Расположились недалеко от лесничества Забуй. Все рассчитывали на двух-трехдневную передышку. В отдыхе нуждались не только люди, но и лошади. Да и погода испортилась, небо обложили тучи и по листьям деревьев застучали капли дождя.
Однако наши надежды не оправдались. Из разведки возвратились группы Гапоненко, Осипчука и Мычко. Сведения, которые они добыли, не утешали нас. В ближайших населенных пунктах, расположенных южнее леса, немцы сосредоточили крупные силы. Журов и Чусовитин ходили в разведку к горам. Достигли Манявы и целый день просидели в кукурузе, наблюдая за передвижениями немцев. В Маняве противника не было, а в Россульне и Красном укрепилось до двух батальонов гитлеровцев… Обстановка требовала немедленного выступления на марш.

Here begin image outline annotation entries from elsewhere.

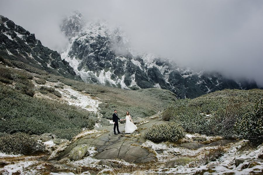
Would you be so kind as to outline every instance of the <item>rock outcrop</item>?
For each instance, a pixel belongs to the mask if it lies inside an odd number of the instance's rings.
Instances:
[[[84,151],[86,150],[85,148],[92,147],[96,148],[98,153],[95,157],[98,159],[118,158],[136,163],[145,163],[155,160],[155,154],[149,152],[141,145],[146,141],[144,137],[147,129],[154,124],[165,122],[160,119],[149,120],[149,122],[138,126],[139,128],[143,129],[139,130],[139,131],[136,131],[132,134],[124,133],[125,124],[119,125],[120,131],[123,133],[117,135],[114,134],[112,125],[100,128],[100,130],[103,130],[103,132],[98,131],[98,132],[87,135],[72,142],[64,151],[53,159],[59,160],[68,157],[74,160],[81,158],[86,153]],[[79,156],[78,151],[81,149],[82,154]],[[75,155],[74,158],[72,156],[73,155]],[[104,162],[101,163],[106,163]]]

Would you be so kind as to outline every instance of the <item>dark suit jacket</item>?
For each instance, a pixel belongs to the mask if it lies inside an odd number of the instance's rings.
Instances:
[[[114,113],[112,115],[112,120],[113,122],[115,122],[115,123],[118,122],[118,120],[120,120],[119,117],[117,116],[117,115],[115,113]]]

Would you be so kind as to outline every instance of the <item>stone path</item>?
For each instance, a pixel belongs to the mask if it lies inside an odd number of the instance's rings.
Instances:
[[[98,153],[95,157],[98,159],[118,158],[136,163],[155,159],[154,153],[149,152],[141,145],[146,141],[144,137],[149,128],[154,124],[166,122],[160,118],[146,120],[149,122],[137,126],[139,129],[131,134],[125,134],[125,123],[119,125],[120,131],[123,134],[117,135],[114,134],[113,125],[97,128],[98,130],[105,130],[107,132],[89,134],[72,142],[55,159],[59,160],[68,157],[74,148],[86,146],[97,148]]]

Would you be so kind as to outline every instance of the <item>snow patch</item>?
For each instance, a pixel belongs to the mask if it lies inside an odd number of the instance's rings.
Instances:
[[[159,89],[161,89],[161,86],[160,86],[160,85],[158,83],[157,83],[154,85],[153,86],[153,87],[156,88],[159,88]]]

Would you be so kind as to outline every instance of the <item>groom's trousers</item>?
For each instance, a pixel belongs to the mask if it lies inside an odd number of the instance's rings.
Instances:
[[[116,127],[117,127],[117,131],[118,131],[118,132],[120,132],[120,131],[119,130],[119,123],[117,121],[117,122],[115,122],[115,123],[114,124],[114,127],[113,129],[114,130],[114,133],[116,133],[115,129]]]

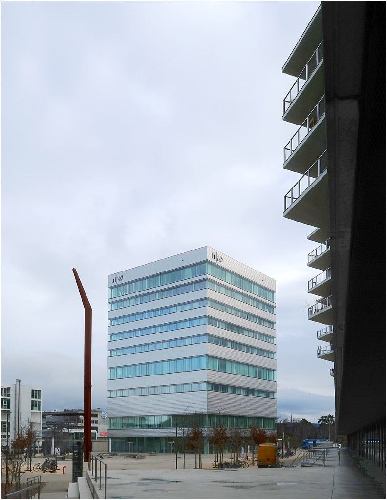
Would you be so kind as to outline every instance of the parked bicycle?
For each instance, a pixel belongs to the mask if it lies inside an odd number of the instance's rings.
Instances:
[[[41,470],[43,472],[47,472],[48,470],[49,472],[54,472],[54,470],[57,470],[57,468],[58,463],[55,458],[47,458],[42,465],[39,462],[36,464],[33,467],[33,470],[35,472],[38,472],[38,470]]]

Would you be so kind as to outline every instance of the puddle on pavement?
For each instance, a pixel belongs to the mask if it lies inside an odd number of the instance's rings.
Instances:
[[[170,481],[168,479],[160,479],[159,478],[139,478],[139,481],[151,481],[153,484],[171,484],[182,481]]]
[[[231,486],[224,486],[225,488],[234,488],[235,490],[250,490],[253,486],[246,486],[244,484],[232,484]]]

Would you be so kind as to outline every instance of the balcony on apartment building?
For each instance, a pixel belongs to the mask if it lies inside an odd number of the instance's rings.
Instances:
[[[311,110],[323,95],[323,58],[321,42],[283,100],[283,120],[300,125],[305,110]]]
[[[330,267],[330,244],[329,240],[308,254],[308,266],[309,268],[321,270]]]
[[[330,268],[325,269],[308,282],[308,293],[327,297],[330,294]]]
[[[303,174],[310,160],[326,149],[325,102],[323,96],[283,148],[283,168]]]
[[[323,324],[331,324],[333,322],[332,296],[319,298],[315,304],[308,309],[308,319]]]
[[[306,239],[316,243],[323,243],[329,238],[329,228],[317,228],[306,236]]]
[[[285,195],[284,217],[315,227],[328,226],[326,160],[325,150]]]
[[[322,16],[320,5],[287,58],[282,72],[297,78],[322,40]]]
[[[333,326],[329,324],[325,328],[318,330],[317,332],[317,338],[319,340],[324,340],[331,344],[333,338]]]
[[[334,352],[333,344],[330,344],[326,347],[318,347],[317,349],[317,357],[320,360],[326,360],[327,361],[334,360]]]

Из Черного леса двинулись несколькими маршрутами. Третий батальон Матющенко и три роты первого батальона, под командованием Бакрадзе, получили задание разгромить немецкие гарнизоны в Красном и Рассульне. Колонна главных сил, минуя Рассульну, пошла на Солотвин и Маняву, за которыми темной полосой вырисовывался лесистый горный кряж. Здесь начинались отроги Карпатских гор.
ПЕРВЫЕ ДНИ В ГОРАХ
Дождь прекратился, но небо по-прежнему было затянуто сплошными облаками. До черноты темная ночь. Ни единой звезды. Колонна двигалась медленно, часто останавливалась. Впереди разведчики прощупывали дорогу, возвращались, и тогда колонна возобновляла движение. Взоры и слух всех партизан прикованы вправо, куда ушли Матющенко со своим батальоном и Бакрадзе с тремя ротами. От того, удастся ли им выполнить возложенную на них задачу – разгромить гарнизон в Рассульне, — зависел успех марша. Если же противнику удастся избежать разгрома, то он отойдет на юг, займет оборону в предгорьях, преградит нам путь в горы, а оттуда его выбить будет не так-то легко.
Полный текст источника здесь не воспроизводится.